The bank cut its policy rate to 16 from 18 percent despite soaring inflation and a depreciating currency.

In a speech on Thursday Şahin harshly criticized the statement and said TÜSİAD had “mumbled something about democracy” and was trying to disrupt peace and social cohesion. “TÜSİAD is acting as if there is a problem with the current democratic and secular state of Turkey,” he said.

Erdoğan has been pushing the policy-setting bank to cut interest rates in order to boost lending and promote investment and economic growth.

This expansionist policy has helped Turkey’s economy grow throughout the coronavirus pandemic and perform far better than its emerging market peers.

But the drawbacks have also been dire.

The lira has lost one-fifth of its value against the dollar, and the annual inflation rate has reached nearly 20 percent — quadruple the government target.

Turks are converting their lira into foreign currencies and gold to try and preserve their dwindling savings as a result.

Thursday’s cut reaffirms “that monetary policy is firmly under Erdoğan’s influence,” the Eurasia Group, a US-based political risk consultancy, said in a research note.

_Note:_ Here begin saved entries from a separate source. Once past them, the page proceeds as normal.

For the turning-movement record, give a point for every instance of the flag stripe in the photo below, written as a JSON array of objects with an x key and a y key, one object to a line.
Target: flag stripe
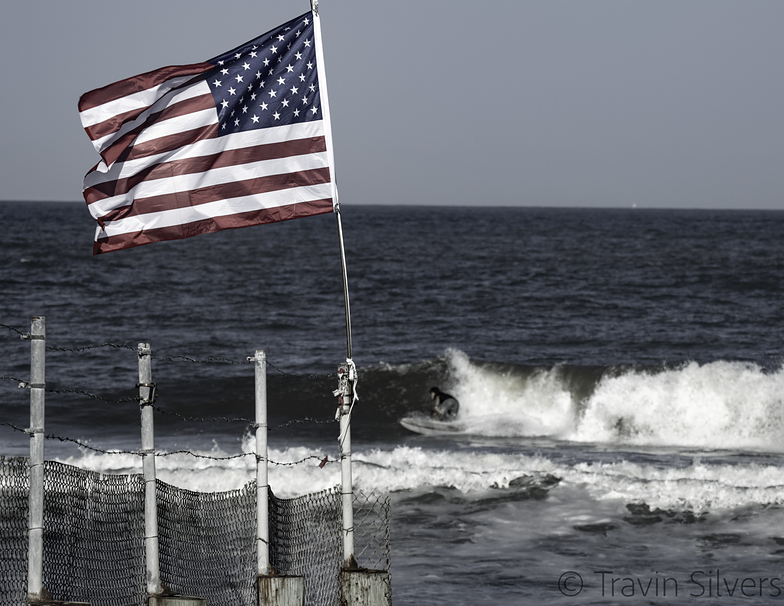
[
  {"x": 101, "y": 132},
  {"x": 213, "y": 224},
  {"x": 217, "y": 208},
  {"x": 207, "y": 147},
  {"x": 139, "y": 91},
  {"x": 248, "y": 159},
  {"x": 218, "y": 192}
]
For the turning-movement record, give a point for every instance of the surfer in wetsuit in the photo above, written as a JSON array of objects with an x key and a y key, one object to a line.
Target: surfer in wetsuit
[{"x": 446, "y": 406}]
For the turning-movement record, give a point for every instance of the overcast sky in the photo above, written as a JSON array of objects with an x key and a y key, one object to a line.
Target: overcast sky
[{"x": 603, "y": 103}]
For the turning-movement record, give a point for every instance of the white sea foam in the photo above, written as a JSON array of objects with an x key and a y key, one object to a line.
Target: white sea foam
[{"x": 724, "y": 405}]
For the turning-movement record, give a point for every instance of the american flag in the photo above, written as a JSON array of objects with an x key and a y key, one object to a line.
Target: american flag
[{"x": 235, "y": 141}]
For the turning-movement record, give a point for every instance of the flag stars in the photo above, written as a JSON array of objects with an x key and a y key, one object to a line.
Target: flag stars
[{"x": 292, "y": 94}]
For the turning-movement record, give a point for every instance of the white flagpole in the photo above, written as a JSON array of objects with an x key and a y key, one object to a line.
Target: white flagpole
[
  {"x": 346, "y": 375},
  {"x": 331, "y": 159}
]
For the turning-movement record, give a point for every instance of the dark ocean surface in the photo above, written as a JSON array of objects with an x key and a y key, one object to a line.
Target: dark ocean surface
[{"x": 619, "y": 372}]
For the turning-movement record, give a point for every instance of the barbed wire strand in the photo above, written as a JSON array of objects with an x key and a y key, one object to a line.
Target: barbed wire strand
[
  {"x": 80, "y": 444},
  {"x": 23, "y": 383},
  {"x": 16, "y": 330}
]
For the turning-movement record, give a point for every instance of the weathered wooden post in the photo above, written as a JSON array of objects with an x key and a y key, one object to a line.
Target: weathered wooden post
[
  {"x": 272, "y": 589},
  {"x": 36, "y": 431}
]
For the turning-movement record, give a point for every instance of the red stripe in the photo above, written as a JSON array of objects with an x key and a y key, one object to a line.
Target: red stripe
[
  {"x": 181, "y": 108},
  {"x": 178, "y": 232},
  {"x": 223, "y": 191},
  {"x": 124, "y": 150},
  {"x": 129, "y": 86},
  {"x": 187, "y": 166}
]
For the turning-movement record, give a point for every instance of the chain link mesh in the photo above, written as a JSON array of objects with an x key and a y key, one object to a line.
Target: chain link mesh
[
  {"x": 372, "y": 535},
  {"x": 13, "y": 531},
  {"x": 207, "y": 543},
  {"x": 94, "y": 538},
  {"x": 305, "y": 539}
]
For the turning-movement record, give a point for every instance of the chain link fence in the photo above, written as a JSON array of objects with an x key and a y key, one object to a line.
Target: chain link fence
[
  {"x": 14, "y": 487},
  {"x": 94, "y": 539}
]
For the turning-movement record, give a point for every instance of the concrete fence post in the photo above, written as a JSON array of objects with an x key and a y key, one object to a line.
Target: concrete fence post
[
  {"x": 146, "y": 399},
  {"x": 36, "y": 431}
]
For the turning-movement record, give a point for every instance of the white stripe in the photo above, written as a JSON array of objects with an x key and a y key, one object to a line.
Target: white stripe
[
  {"x": 206, "y": 147},
  {"x": 139, "y": 100},
  {"x": 172, "y": 97},
  {"x": 215, "y": 176},
  {"x": 177, "y": 125},
  {"x": 220, "y": 208}
]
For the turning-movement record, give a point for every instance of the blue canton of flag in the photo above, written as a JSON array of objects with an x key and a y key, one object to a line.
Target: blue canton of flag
[{"x": 269, "y": 81}]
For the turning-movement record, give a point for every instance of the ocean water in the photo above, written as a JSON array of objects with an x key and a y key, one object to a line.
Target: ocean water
[{"x": 620, "y": 374}]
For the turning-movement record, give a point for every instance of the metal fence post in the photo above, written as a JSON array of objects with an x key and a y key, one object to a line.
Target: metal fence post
[
  {"x": 262, "y": 475},
  {"x": 36, "y": 431},
  {"x": 146, "y": 399}
]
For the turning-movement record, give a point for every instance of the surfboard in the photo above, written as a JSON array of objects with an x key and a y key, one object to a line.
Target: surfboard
[{"x": 429, "y": 426}]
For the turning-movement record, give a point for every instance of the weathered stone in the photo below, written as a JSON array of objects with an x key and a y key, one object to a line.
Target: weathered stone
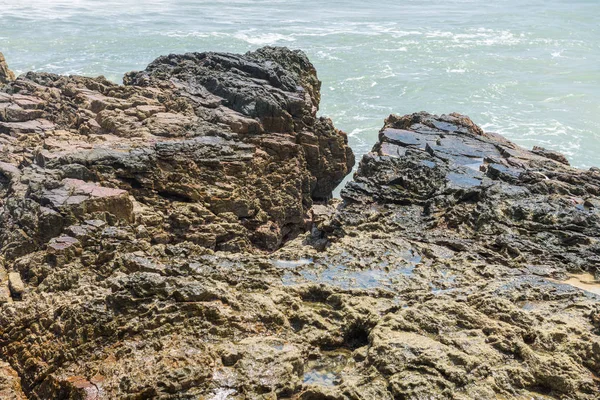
[
  {"x": 6, "y": 75},
  {"x": 17, "y": 287},
  {"x": 457, "y": 266}
]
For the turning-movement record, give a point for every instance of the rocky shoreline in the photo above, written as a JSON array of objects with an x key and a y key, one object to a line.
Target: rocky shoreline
[{"x": 175, "y": 237}]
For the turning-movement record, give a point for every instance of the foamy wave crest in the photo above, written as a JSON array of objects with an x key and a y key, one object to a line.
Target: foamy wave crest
[{"x": 263, "y": 39}]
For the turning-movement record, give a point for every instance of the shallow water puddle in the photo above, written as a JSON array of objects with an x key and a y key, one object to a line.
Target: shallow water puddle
[
  {"x": 326, "y": 371},
  {"x": 585, "y": 282},
  {"x": 380, "y": 275}
]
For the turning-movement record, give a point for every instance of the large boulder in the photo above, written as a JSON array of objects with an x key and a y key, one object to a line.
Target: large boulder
[
  {"x": 222, "y": 150},
  {"x": 134, "y": 219}
]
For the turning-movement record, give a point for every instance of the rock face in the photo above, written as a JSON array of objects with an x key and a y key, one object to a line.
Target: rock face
[
  {"x": 220, "y": 150},
  {"x": 6, "y": 75},
  {"x": 134, "y": 222}
]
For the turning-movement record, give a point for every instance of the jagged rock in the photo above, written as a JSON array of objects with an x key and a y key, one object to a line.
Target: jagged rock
[
  {"x": 226, "y": 149},
  {"x": 15, "y": 283},
  {"x": 138, "y": 216},
  {"x": 6, "y": 75}
]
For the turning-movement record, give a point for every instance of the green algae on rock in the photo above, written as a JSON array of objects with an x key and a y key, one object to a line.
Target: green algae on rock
[{"x": 164, "y": 243}]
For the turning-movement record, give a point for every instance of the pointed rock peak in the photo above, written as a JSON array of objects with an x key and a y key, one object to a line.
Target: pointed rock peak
[{"x": 6, "y": 75}]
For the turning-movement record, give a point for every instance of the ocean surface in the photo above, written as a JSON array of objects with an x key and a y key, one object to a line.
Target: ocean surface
[{"x": 529, "y": 69}]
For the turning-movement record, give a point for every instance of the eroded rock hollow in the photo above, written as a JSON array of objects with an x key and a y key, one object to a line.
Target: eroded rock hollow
[{"x": 171, "y": 238}]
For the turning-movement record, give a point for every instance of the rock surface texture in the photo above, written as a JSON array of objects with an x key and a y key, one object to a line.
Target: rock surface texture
[{"x": 159, "y": 240}]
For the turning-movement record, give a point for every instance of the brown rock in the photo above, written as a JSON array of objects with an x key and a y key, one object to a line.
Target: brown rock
[{"x": 6, "y": 75}]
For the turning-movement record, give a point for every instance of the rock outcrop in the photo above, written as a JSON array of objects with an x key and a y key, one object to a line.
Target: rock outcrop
[
  {"x": 6, "y": 75},
  {"x": 159, "y": 240},
  {"x": 220, "y": 150}
]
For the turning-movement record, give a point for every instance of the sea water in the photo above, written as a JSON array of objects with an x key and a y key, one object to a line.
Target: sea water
[{"x": 529, "y": 69}]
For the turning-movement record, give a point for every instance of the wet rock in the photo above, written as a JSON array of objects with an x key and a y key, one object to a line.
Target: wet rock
[
  {"x": 15, "y": 283},
  {"x": 168, "y": 238},
  {"x": 6, "y": 75}
]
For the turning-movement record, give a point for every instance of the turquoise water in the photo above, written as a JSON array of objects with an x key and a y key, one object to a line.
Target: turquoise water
[{"x": 529, "y": 69}]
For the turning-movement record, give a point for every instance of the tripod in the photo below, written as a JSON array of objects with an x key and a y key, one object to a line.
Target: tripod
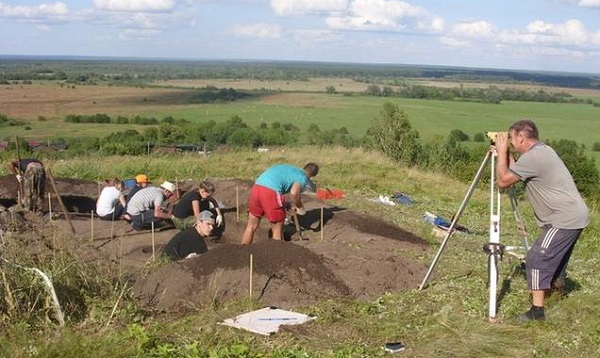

The research institute noted that a growing number of business leaders have been calling on the bank to regain its independence and focus on stabilizing the exchange rate.

Erdoğan is in danger of “dragging the Turkish economy into a president-made crisis,” the Eurasia Group said.

Turkey’s financial problems have been accompanied by an unusual spike in dissent from the country’s business community.